The merger, announced on Oct. 5, would create one of the world’s largest medication management and patient safety companies, officials say. The deal, subject to regulatory and shareholder approvals and customary closing conditions, is expected to close in early 2015.

Together, BD – formerly known as  Becton, Dickinson Co – and San Diego-based CareFusion, which was formed as a spinoff from Cardinal Health in 2009, will offer integrated medication management tools and smart devices, deployed everywhere from the hospital pharmacy to the point of care.

Officials say the companies’ combined portfolios will help drive efficiencies, reduce medication errors and improve patient safety — especially as these devices are increasingly integrated with information technology such as electronic health records and computerized provider order entry system.

“BD’s acquisition of CareFusion allows us to align our highly complementary technologies and products to address unmet needs in the growing $20 billion global medication management industry,” said Vincent A. Forlenza, BD’s chief executive officer, in a press statement.

“It accelerates BD’s transition from a product-focused company to a customer-centric provider of innovative healthcare solutions with leading scale across the medication management value chain and expanded solutions for patient safety,” he added.

The deal “represents a powerful endorsement of our strong positions in medication management, informatics across our device platforms and leading products to help improve the effectiveness of acute-care procedures,” said Kieran T. Gallahue, CareFusion’s CEO, in a press statement.

In recent months, CareFusion has been in the headlines for other reasons.

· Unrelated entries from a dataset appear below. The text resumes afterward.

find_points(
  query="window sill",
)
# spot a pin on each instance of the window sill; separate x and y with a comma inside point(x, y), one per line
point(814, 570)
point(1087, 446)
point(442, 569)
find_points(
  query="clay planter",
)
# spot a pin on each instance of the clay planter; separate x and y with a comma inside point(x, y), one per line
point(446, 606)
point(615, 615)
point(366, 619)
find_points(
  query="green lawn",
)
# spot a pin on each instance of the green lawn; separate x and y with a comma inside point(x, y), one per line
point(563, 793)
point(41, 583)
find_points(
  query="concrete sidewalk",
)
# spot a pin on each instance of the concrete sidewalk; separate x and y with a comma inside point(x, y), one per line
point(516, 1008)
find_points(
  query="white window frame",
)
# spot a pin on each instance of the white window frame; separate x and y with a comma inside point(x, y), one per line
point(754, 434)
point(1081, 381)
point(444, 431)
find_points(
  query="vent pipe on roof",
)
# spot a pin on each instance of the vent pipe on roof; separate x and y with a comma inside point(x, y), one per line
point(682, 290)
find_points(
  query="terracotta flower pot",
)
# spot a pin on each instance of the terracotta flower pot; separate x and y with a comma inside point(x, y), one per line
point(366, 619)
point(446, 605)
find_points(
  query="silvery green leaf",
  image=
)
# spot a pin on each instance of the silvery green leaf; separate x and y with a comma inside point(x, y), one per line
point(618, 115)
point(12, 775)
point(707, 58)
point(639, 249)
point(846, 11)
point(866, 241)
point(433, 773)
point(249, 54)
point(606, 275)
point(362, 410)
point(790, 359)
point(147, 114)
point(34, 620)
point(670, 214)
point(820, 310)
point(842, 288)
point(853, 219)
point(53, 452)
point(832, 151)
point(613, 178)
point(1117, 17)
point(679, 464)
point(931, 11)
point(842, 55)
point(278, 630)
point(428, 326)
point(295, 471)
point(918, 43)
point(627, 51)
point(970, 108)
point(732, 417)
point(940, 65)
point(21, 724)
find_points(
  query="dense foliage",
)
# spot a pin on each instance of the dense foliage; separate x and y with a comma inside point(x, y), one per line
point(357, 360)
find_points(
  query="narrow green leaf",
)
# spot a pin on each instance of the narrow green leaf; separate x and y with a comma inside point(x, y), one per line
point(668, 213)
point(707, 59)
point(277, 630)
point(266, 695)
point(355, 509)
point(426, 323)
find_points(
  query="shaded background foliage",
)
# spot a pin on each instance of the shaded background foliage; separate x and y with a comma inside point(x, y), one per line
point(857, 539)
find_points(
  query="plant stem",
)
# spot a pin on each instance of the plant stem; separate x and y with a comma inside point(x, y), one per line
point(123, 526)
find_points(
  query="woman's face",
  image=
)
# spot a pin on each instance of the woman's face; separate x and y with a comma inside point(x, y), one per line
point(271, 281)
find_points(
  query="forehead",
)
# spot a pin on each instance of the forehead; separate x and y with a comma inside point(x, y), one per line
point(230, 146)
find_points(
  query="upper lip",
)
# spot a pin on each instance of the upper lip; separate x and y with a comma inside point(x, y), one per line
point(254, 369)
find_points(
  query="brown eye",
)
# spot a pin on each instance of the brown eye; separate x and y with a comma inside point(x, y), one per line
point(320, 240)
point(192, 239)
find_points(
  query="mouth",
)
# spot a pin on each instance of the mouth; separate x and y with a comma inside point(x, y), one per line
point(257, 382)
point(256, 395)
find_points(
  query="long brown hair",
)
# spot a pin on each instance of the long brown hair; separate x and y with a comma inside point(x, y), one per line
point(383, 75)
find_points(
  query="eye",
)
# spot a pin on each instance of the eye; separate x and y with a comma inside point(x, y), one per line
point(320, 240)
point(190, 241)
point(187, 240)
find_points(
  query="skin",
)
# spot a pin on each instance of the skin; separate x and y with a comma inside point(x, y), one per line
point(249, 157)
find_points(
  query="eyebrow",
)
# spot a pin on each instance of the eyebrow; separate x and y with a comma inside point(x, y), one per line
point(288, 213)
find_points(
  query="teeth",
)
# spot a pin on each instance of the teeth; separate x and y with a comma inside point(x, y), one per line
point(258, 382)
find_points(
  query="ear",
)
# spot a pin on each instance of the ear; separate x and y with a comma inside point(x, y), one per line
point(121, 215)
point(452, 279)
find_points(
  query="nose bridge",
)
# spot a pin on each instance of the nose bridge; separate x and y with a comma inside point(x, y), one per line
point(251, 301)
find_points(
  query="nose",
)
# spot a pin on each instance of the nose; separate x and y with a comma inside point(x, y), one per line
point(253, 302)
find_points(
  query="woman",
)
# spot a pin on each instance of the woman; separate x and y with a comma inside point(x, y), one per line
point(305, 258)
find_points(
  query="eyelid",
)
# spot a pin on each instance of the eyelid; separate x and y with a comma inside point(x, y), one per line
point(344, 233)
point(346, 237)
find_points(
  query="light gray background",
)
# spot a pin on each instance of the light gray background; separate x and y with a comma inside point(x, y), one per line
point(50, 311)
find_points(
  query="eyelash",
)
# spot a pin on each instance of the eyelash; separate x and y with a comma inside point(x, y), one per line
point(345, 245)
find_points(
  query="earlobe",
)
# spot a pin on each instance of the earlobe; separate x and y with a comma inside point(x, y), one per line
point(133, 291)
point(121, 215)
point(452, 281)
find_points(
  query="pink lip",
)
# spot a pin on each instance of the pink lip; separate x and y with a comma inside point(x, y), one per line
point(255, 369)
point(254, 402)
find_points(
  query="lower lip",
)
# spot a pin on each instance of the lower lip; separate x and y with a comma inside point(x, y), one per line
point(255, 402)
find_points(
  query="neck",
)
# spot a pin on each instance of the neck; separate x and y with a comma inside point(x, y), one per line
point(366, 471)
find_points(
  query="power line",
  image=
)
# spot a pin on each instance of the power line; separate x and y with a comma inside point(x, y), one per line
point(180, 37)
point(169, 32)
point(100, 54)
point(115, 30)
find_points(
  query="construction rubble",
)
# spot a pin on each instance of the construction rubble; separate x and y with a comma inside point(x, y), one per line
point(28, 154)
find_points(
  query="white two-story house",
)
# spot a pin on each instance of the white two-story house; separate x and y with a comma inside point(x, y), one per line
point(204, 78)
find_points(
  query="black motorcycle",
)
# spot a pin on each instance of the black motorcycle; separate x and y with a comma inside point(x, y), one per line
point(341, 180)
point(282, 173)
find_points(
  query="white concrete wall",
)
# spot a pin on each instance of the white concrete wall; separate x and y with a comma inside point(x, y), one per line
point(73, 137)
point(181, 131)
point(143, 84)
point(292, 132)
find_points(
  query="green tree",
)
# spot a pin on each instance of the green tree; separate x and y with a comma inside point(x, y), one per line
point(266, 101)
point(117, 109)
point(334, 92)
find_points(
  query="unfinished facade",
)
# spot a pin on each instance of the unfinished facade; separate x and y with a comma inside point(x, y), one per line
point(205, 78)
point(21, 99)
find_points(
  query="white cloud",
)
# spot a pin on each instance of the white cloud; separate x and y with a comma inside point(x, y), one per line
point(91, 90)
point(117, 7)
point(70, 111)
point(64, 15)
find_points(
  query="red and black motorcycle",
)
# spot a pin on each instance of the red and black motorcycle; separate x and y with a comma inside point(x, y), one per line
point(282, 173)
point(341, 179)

As Healthcare IT News contributor Neil Versel reported earlier this year, the company reached a deal in January with the U.S. Department of Justice to the tune of $40.1 million – but did not admit any guilt – to settle charges that it had allegedly paid Austin, Texas, physician Charles R. Denham, MD, more than $11 million in so-called “kickbacks.”

Denham, who formed a patient safety organization called the Texas Medical Institute of Technology, was also a co-chair the steering committee of the National Quality Forum’s Safe Practices for Better Healthcare program. The DoJ charged that those payments were meant to induce Denham to “recommend, promote and arrange for the purchase” of one of CareFusion’s products, called ChloraPrep.

“When companies pay kickbacks to doctors, especially doctors involved in setting standards for the healthcare industry, they undermine the integrity of the healthcare system,” said Assistant Attorney General Stuart F. Delery, in announcing the settlement.

Writing on his popular blog, Robert Wachter, MD, associate chair of the Department of Medicine at the University of California, San Francisco – who, coincidentally, we interview about entirely different topic this week – called the kickback case “Patient Safety’s First Scandal.”

“(T)he fields of patient safety and quality are no longer sleepy mom-and-pop affairs fueled by the passion of a handful of true believers,” Wachter wrote. “There is now big money involved.”